Dust or dirt causes most marks on carpets, and will wash out quite easily. Staining caused by carbon soot can come from inside or outside the house and often permanently marks the carpet. |
Soot staining on carpets is permanent, dark staining near baseboards, air registers, under doorways and in other areas where moving air may filter throughout rug fibres. Two factors cause soot staining: a source of carbon soot, and air movement causing carbon particles to move through the carpet. Carbon soot sources
Carbon soot is particulate matter — it is made up of very small particles.
Research shows that houses near exhaust from vehicles, trains or airplanes can be affected by carbon soot stains. Leaky furnaces, gas ranges, fireplaces and cigarette smoke can also cause carbon soot stains.
However, recent studies show that a common cause of carbon soot stains is the use of candles in the house.
Some candles — particularly those made of low-quality paraffin wax and those using oils for scent — produce more soot than others.
Wick length and the amount of oxygen a candle gets can also cause overproduction of carbon soot.
To find out if a candle produces carbon soot, burn it on top of a turned-on television. After several hours, wipe the screen with a clean, white cloth or tissue. If there is soot on the cloth, switch to another make of candle.
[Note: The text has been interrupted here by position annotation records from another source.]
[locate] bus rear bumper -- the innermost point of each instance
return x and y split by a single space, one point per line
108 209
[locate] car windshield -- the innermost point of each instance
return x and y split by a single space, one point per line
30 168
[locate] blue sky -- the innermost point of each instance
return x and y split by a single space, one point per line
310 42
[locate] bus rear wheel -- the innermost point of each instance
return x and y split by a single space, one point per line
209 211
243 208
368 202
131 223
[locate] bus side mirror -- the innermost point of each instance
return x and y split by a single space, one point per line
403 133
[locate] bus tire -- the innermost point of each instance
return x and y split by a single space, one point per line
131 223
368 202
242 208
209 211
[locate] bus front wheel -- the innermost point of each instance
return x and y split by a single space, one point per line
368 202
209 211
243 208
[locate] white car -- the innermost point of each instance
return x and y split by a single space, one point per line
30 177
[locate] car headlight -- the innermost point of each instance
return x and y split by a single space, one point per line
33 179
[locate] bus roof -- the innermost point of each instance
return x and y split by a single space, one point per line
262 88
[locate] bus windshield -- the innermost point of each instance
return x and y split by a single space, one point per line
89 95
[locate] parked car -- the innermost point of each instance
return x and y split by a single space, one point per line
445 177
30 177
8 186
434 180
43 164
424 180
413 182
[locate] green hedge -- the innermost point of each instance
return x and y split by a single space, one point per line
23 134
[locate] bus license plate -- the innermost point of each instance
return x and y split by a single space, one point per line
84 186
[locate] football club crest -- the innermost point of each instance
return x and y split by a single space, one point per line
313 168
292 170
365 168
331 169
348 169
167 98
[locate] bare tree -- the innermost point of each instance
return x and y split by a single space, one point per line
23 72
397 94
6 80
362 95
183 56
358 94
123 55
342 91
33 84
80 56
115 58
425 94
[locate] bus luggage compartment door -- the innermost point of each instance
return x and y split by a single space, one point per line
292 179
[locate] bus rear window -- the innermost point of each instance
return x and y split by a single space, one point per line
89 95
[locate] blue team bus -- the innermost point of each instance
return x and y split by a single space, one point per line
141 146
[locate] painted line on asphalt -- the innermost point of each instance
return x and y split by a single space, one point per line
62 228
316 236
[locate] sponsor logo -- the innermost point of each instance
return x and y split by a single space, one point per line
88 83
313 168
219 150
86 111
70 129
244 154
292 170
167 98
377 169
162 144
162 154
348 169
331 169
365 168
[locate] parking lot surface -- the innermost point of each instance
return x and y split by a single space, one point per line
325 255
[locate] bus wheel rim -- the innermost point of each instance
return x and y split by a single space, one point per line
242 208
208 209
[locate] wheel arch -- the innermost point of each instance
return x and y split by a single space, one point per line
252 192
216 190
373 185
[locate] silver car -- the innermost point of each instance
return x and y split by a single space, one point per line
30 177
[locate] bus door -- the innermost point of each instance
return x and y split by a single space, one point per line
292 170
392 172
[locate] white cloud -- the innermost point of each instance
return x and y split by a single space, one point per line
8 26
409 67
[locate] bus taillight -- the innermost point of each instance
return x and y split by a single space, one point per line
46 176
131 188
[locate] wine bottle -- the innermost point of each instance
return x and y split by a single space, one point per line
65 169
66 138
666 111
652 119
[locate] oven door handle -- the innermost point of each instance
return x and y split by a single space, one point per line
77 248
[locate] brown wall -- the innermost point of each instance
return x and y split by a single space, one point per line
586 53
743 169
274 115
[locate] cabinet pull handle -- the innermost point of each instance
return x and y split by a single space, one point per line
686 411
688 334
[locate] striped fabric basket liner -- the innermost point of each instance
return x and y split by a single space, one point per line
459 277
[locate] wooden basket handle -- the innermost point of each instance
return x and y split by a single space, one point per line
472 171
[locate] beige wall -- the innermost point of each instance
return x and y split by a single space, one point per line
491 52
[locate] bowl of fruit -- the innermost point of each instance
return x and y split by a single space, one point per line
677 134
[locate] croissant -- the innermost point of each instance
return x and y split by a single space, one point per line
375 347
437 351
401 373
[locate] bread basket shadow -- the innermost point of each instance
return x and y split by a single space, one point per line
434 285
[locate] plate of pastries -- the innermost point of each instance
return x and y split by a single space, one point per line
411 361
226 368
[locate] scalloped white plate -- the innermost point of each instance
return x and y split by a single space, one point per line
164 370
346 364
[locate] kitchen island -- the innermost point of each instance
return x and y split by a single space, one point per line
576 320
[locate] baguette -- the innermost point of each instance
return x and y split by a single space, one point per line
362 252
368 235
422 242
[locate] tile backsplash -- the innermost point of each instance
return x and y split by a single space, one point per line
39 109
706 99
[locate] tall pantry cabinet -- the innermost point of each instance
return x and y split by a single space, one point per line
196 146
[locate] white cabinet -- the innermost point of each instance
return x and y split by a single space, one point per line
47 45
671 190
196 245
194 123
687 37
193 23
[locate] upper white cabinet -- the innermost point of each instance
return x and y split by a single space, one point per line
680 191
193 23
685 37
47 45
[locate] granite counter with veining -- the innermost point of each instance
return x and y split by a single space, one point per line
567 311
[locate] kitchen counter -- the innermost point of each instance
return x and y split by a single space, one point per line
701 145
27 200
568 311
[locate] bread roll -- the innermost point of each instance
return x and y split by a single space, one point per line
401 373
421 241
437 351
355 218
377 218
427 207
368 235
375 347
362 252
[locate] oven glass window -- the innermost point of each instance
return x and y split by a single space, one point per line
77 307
Several candle manufacturers print warning labels about carbon soot on their packages. Air movement
Carpets act as filters for airborne particles. For example, if a bedroom door is usually kept closed, positive pressure caused by the supply register blowing air into the room will force the air underneath the door. As the air moves underneath the door, the carpet fibres trap the particles. Over time, the carpeting begins to darken. Staining can become quite noticeable, especially in light-coloured carpeting. How to avoid the problem
Prevention is the best way to reduce or avoid soot staining.
* avoid light-coloured carpet, * keep soot sources out of the house — choose your candles wisely, * prevent pollutants from entering the house, * prevent air from passing through the carpet.
Keeping soot from entering your house requires a fairly complicated ventilation system. Preventing air from moving in your carpet requires some thought, good design and quality construction.
Air movement in a house requires a pressure difference and an opening. Air can not pass through a carpet if the floor underneath is continuous. It will move where there are cracks and discontinuities, which can occur at the floor-wall junction, stairs, near registers or where the subfloor panels join. A continuous air barrier (such as plastic sheeting or sealed subfloor) will prevent air moving through carpet.
A tightly built house, with few or no air leaks, will not have air leaking into the house through exterior walls.
But rooms with supply ducts and no returns could have a problem if the doors are kept closed. Unsealed duct runs, or return air ducts that use the floor joists, are apt to cause pressure differences.